„Mutti, komm' spielen!“ – Warum habe ich so oft Nein gesagt? Eine Dreifach-Mutter bereut
Kürzlich besuchte ich eine Kita und machte Fotos: Um mich herum herrschte lautes Gewusel. Quengelige Knirpse konnten es kaum erwarten, ins Freie zu stürmen. Ringsum lagen Bauklötze, die wieder eingeräumt werden mussten, und direkt vor mir stand ein Kaufmannsladen mit Miniatur-Sortiment.
Ach, was haben meine eigenen Kinder diese Auslagen einst geliebt. Auch bei uns daheim stand jahrelang so ein kleiner Konsumtempel, mit dem sich meine Tochter und die beiden Söhne stundenlang beschäftigen konnten. „Mutti, komm' einkaufen“ – ihr Rufen habe ich immer noch im Ohr. Ebenso wie meine zahlreichen Erwiderungen, die mir heute schwer im Magen liegen.
Die vielen Absagen, die heute wehtun
„Gleich, ich muss erst noch die Wäsche machen“, „Jetzt nicht, das Abendessen brennt sonst an“, „Beschäftigt euch doch mal selbst, ich bin gestresst von Arbeit“, „Lasst mir doch bitte eine Minute Zeit, ich will noch ein wenig lesen“ – diese Sätze hallen in meiner Erinnerung nach.
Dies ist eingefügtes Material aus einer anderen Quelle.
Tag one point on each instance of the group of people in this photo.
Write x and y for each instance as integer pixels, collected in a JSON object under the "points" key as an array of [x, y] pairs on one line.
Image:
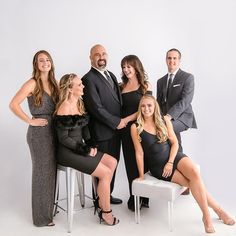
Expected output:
{"points": [[81, 123]]}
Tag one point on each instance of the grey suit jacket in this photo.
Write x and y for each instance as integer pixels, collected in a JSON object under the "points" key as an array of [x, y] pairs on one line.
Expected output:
{"points": [[181, 92], [103, 104]]}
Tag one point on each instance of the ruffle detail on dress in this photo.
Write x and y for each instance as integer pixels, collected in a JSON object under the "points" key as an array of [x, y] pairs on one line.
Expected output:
{"points": [[70, 121]]}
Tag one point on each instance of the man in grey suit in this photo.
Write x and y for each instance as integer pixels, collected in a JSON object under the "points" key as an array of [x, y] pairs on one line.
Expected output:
{"points": [[102, 99], [175, 93]]}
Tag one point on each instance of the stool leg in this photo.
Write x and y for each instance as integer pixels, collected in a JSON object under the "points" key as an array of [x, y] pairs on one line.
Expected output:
{"points": [[170, 215], [70, 184], [56, 193], [80, 180]]}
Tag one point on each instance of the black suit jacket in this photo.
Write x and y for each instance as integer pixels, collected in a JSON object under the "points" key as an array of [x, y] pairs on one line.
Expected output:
{"points": [[181, 92], [103, 104]]}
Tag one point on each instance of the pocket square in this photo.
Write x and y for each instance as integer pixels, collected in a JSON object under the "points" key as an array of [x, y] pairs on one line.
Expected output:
{"points": [[176, 85]]}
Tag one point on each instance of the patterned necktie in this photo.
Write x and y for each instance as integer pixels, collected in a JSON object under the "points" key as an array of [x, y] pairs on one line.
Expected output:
{"points": [[169, 85], [109, 79]]}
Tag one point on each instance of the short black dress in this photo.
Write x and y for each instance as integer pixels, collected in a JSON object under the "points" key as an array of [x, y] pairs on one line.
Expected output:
{"points": [[74, 143], [157, 155]]}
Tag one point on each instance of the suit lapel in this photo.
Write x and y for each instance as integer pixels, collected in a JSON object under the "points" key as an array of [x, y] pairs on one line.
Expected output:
{"points": [[106, 83]]}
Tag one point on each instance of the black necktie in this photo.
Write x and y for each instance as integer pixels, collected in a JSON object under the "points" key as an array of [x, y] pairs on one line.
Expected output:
{"points": [[168, 85], [109, 79]]}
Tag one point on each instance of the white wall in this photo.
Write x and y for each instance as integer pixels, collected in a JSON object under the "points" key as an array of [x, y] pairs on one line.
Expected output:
{"points": [[204, 31]]}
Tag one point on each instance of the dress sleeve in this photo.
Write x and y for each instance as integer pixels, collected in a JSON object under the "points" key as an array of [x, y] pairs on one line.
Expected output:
{"points": [[87, 137]]}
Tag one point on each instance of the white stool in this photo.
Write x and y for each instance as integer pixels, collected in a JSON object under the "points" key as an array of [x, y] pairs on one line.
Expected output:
{"points": [[152, 187], [70, 191]]}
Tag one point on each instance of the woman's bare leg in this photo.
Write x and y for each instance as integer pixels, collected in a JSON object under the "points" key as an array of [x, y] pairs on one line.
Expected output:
{"points": [[188, 175], [104, 173]]}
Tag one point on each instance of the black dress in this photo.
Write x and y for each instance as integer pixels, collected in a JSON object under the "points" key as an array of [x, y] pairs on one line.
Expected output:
{"points": [[74, 143], [130, 105], [157, 155]]}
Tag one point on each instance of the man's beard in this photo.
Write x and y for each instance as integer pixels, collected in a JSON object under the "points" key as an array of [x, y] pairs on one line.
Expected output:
{"points": [[102, 63]]}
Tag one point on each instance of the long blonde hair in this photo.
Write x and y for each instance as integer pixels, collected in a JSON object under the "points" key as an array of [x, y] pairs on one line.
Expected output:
{"points": [[66, 83], [161, 129], [38, 91]]}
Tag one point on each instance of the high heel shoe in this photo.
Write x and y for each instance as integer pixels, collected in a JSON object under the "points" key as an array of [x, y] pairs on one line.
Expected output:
{"points": [[209, 229], [115, 220], [225, 217], [97, 208]]}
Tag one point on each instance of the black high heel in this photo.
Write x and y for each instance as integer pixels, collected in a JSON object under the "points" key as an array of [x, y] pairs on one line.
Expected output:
{"points": [[115, 220], [97, 208]]}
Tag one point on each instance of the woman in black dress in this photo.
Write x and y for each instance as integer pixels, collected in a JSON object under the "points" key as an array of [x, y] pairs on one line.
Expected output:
{"points": [[155, 139], [41, 92], [76, 148], [134, 86]]}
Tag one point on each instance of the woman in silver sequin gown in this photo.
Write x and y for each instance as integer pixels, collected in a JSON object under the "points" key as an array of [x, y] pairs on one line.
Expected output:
{"points": [[41, 92]]}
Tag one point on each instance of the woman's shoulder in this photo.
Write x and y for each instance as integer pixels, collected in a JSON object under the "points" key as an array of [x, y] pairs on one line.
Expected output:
{"points": [[29, 84]]}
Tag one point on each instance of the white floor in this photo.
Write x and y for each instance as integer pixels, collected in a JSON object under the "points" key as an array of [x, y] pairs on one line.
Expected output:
{"points": [[16, 220]]}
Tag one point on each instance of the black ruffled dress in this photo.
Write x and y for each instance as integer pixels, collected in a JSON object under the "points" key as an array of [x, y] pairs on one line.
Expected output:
{"points": [[74, 143]]}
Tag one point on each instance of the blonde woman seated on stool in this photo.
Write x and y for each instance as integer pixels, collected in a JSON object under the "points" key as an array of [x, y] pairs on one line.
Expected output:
{"points": [[76, 149], [155, 139]]}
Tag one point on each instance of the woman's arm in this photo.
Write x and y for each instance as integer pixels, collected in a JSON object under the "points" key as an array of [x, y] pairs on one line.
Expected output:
{"points": [[138, 151], [15, 104]]}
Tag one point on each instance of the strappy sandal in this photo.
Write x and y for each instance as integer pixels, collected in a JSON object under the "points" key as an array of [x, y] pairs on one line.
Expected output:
{"points": [[115, 220]]}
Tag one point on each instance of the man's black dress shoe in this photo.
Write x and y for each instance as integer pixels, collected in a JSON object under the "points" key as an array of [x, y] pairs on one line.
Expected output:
{"points": [[114, 200]]}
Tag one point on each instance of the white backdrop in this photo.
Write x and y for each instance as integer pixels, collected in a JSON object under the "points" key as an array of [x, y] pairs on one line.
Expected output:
{"points": [[204, 31]]}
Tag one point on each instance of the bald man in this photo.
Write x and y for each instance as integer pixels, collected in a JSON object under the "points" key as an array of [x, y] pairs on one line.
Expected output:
{"points": [[103, 102]]}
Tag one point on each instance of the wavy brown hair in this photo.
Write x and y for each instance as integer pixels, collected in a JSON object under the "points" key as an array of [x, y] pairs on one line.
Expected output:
{"points": [[38, 91], [135, 62], [66, 83], [161, 129]]}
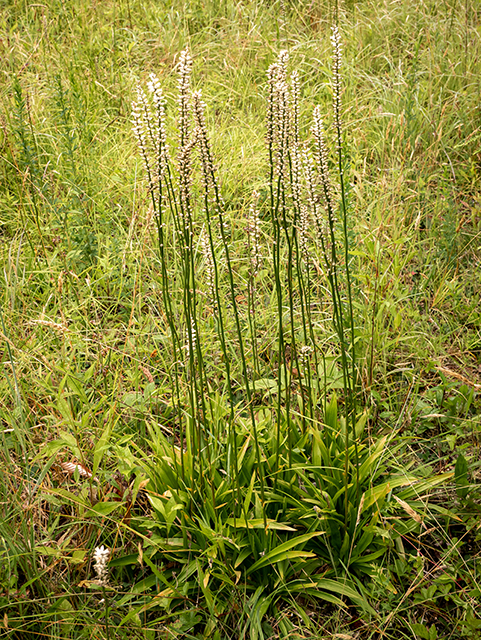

Jetzt, wo ich das so niederschreibe, wird mir gleich wieder schwer ums Herz. Was gäbe ich dafür, die Zeit zurückzudrehen.
Ich würde den Haushalt ungemacht lassen, statt Braten schnödes Fast Food kredenzen und mich zum Spielen aufrappeln, egal, wie genervt vom Job ich gerade bin. Doch das geht natürlich nicht. Meine Kinder sind nebenher groß geworden, längst erwachsen und nicht mehr darauf erpicht, dass ich mit ihnen spiele.
Die Rollen haben sich vertauscht
Sind sie zu Besuch, bin ich diejenige, die die „Mensch-ärgere-dich“-Figuren oder Uno-Karten zückt und um Mitspieler buhlt. Wann haben sich die Rollen eigentlich vertauscht? Als sie klein waren, hätte ich alles in der Welt für ein paar Stunden allein gegeben, einfach, weil ich so ausgepowert war.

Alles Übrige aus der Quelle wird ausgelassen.